Nobel Prize recipient Dr. William Phillips, a pioneer of atomic timekeeping used by the Navy, spoke virtually to 51 (51) students, faculty and staff on the topic of “Quantum Reform of the Metric System” and how the frontiers of metrology are important to the Navy during the latest Secretary of the Navy Guest Lecture (SGL) series, Feb. 16.
Over the years, Phillips has conducted extensive research at the National Institute of Standards and Technology (NIST), earning him the Nobel Prize in Physics as the leading researcher in the laser cooling and trapping of atoms, leading to new kinds of physics measurements and processes such as high-resolution spectroscopy, atomic clocks, atom optics and atom interferometry. Funded in part by the Office of Naval Research (ONR), Phillip’s work yielded many relevant Naval applications, in particular precision timekeeping, navigation and quantum information.
During the lecture, Phillips spoke on several modern advances in the world of metrology and physics. He explained, as he called it, “the biggest innovation since the French Revolution in measurement.”
“The nature of that revolution was that the international system of units, the modern metric system, was changed in a dramatic way,” said Phillips. “The international system of units bases all measurement on seven base units, the kilogram, the meter, the second, the ampere, the kelvin, the mole and the candela. And today, all of those base units are now defined by fixing values of fundamental constants of nature.”
One change that directly affected the Navy was atomic timekeeping. Now, instead of using a traditional timekeeping method, the United states uses atomic clocks to more accurately navigate the Earth.
“The reason atomic timekeeping is so important is because it improves the accuracy of satellite navigation systems,” said Phillips. “By receiving signals from those atomic clocks, ships at sea, aircraft and ground-based operations can tell not only what time it is, but where they are anywhere on the face of the Earth to within a few meters, almost instantaneously. This is huge for the Navy and huge for not just the rest of the military, but the civilian sector as well.”
Phillips believes that he will continue to work closely with the U.S. Navy and military writ large.
“We've concentrated here about how important measurement is for the military,” continued Phillips. “We haven't exhausted that at all. If you think the military isn't interested in electrical measurements, think again. This is really, really important. And so, bringing the electrical measurements into this unified system and making measurements absolute and straightforward is really important throughout the military.”
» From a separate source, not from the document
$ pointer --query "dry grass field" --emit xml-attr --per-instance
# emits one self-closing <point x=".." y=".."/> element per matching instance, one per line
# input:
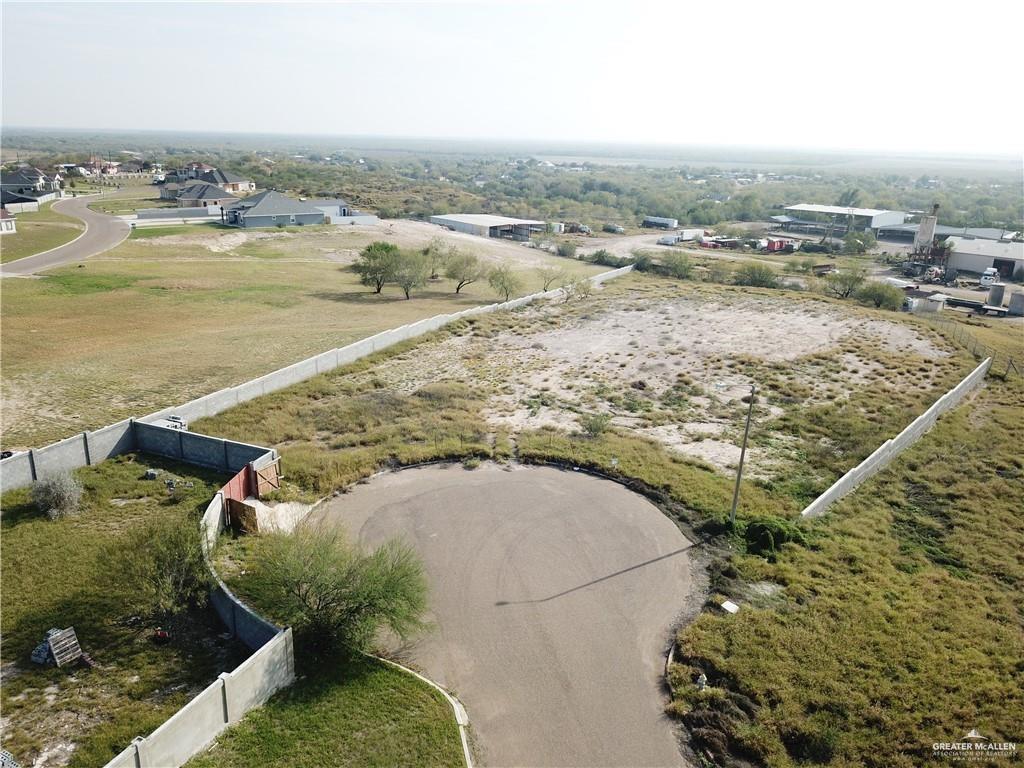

After his prepared remarks, Phillips spent time answering questions from 51 students who asked about fundamental constants, agreement within the scientific world on measurement standards, and validity of other scientific timekeeping methods.
U.S. Navy Lt. Nathan Redder asked, “How certain are we that fundamental constants remain constant after billions of years?” To which Phillips replied, “I believe a constant [with physical dimensions] will remain the same because it has been defined already, and we should be thinking about [dimensionless] constants as possibly changing. But there are smart people who I respect who disagree with me, and there is still room for discussion about this.”
Another student, U.S. Navy Lt. Sasha Barnett asked about the struggles that Phillips and his peers have faced trying to get the world to agree on measurement standards. Phillips responded by saying, “It wasn’t easy. We had to get the United States, China, Russia, England, India, Pakistan and multiple other countries to agree, and they all did. I think that is a testament to scientists from around the world who came together and agreed on something. I think it also gives us hope for the future.”